Bei den Trauerfeierlichkeiten in Argentiniens Hauptstadt wird des verstorbenenen Franziskus gedacht. Der setzte sich dort einst für die Armen ein.

Trauergäste halten ein Gemälde des Verstorbenen außerhalb der Pfarrkirche der Jungfrau von Caacupé in Buenos Aires Foto: Natacha Pisarenko/ap

Buenos Aires taz | Mit einer Messe in einem Armenviertel endete in Buenos Aires am Samstag die Trauerkarawane für Papst Franziskus. Auf einem riesigen Spruchband wurden die Worte „Eine Kirche der Armen für die Armen“ durch die Straßen der Haupststadt getragen.

Immer wieder fanden Gedenkstopps an Orten statt, die zu Zeiten von Papst Franziskus, als er noch Erzbischof Jorge Bergoglio von Buenos Aires war, wichtig waren. So endete die Karawane auch an der kleinen Pfarrkirche der Jungfrau von Caacupé im Armenviertel „Villa 21-24“, wo er sich mit den Curas Villeros, den Priestern in den Armenvierteln, getroffen hatte.

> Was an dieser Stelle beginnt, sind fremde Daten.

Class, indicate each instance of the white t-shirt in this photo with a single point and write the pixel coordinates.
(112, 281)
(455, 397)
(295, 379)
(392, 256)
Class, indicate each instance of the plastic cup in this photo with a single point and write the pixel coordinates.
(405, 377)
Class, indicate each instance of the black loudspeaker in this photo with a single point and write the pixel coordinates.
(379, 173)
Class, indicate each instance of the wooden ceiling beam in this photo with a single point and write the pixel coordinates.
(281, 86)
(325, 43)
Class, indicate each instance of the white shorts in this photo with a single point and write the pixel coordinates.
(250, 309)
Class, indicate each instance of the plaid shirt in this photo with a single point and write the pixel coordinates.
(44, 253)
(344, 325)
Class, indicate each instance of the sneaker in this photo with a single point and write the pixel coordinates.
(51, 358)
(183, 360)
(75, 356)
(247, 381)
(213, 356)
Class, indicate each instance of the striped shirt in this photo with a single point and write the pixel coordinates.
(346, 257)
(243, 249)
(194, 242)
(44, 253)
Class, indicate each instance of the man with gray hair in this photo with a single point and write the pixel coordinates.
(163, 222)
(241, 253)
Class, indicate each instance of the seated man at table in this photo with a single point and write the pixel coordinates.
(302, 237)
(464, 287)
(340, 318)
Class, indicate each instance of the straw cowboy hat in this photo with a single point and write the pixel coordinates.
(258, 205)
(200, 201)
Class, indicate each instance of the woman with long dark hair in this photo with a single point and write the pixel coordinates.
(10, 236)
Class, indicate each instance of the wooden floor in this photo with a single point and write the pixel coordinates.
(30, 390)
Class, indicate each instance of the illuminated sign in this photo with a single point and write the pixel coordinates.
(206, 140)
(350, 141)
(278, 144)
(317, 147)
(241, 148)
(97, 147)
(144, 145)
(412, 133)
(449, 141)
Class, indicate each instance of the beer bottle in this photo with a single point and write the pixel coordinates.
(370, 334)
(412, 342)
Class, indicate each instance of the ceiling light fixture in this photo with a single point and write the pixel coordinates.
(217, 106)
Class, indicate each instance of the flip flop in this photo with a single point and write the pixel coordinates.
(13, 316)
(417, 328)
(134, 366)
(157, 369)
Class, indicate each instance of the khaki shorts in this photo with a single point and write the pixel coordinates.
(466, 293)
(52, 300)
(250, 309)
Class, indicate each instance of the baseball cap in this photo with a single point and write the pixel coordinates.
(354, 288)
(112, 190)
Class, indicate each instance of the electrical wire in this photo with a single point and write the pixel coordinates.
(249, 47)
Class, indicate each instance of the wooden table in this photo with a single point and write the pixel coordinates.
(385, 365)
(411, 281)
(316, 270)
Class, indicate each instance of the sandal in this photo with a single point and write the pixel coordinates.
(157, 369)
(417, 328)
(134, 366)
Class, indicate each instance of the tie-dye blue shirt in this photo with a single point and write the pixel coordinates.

Die überwiegend fröhliche Stimmung war vor allem der großen Zahl junger Leute zu verdanken. „Wir sind gekommen, um Unruhe zu stiften“, lachte der 16-jährige Marco und erinnerte damit an den Ausruf des Papstes „hagan lío – stiftet Unruhe“ beim Weltjugendtag 2013 in Rio de Janeiro. „Ich glaube, er hätte gewollt, dass wir lachen, auch wenn wir traurig sind, dass unser Papst nicht mehr da ist“, sagte er.

Während die Trauerfeierlichkeiten in Rom um 5 Uhr morgens Ortszeit in Argentinien begannen, war es vor der Kathedrale in Buenos Aires noch ruhig. Einige Gruppen hatten eine Mahnwache abgehalten und warteten auf den Beginn der Messe, die auf den Stufen vor der Kathedrale abgehalten wurde. „Ich möchte in diesem Moment dabei sein“, sagte eine Trans*-Frau. „Ich bin sehr traurig, mich von einem Papst verabschieden zu müssen, der die LGBT-Community eingeladen hat, in die Kirche zu kommen“, sagte sie.

Rivalität zur reaktionären Organisation Opus Dei

„Franziskus war ein guter Vater für alle, aber am meisten kümmerte er sich um die Schwächsten, die Ausgegrenzten, die von der Gesellschaft Weggeworfenen“, sagte Jorge García Cuerva zum Auftakt der Messe vor er Kathedrale. García Cuerva lebte und arbeitete als Cura Villero in einer Armensiedlung, bevor ihn der Papst vor zwei Jahren zum Erzbischof von Buenos Aires ernannte.

1978 gründeten acht Priester die Gruppe Padres en Villas Emergencias de la Ciudad de Buenos Aires. Sie orientierten sich an der so genannten Theologie des Volkes, die sie mit Blick auf das Alltagsleben der einfachen Menschen entwickelten, und hielten sich von der katholischen Hierarchie fern. Das änderte sich, als Jorge Bergoglio 1998 Erzbischof von Buenos Aires wurde.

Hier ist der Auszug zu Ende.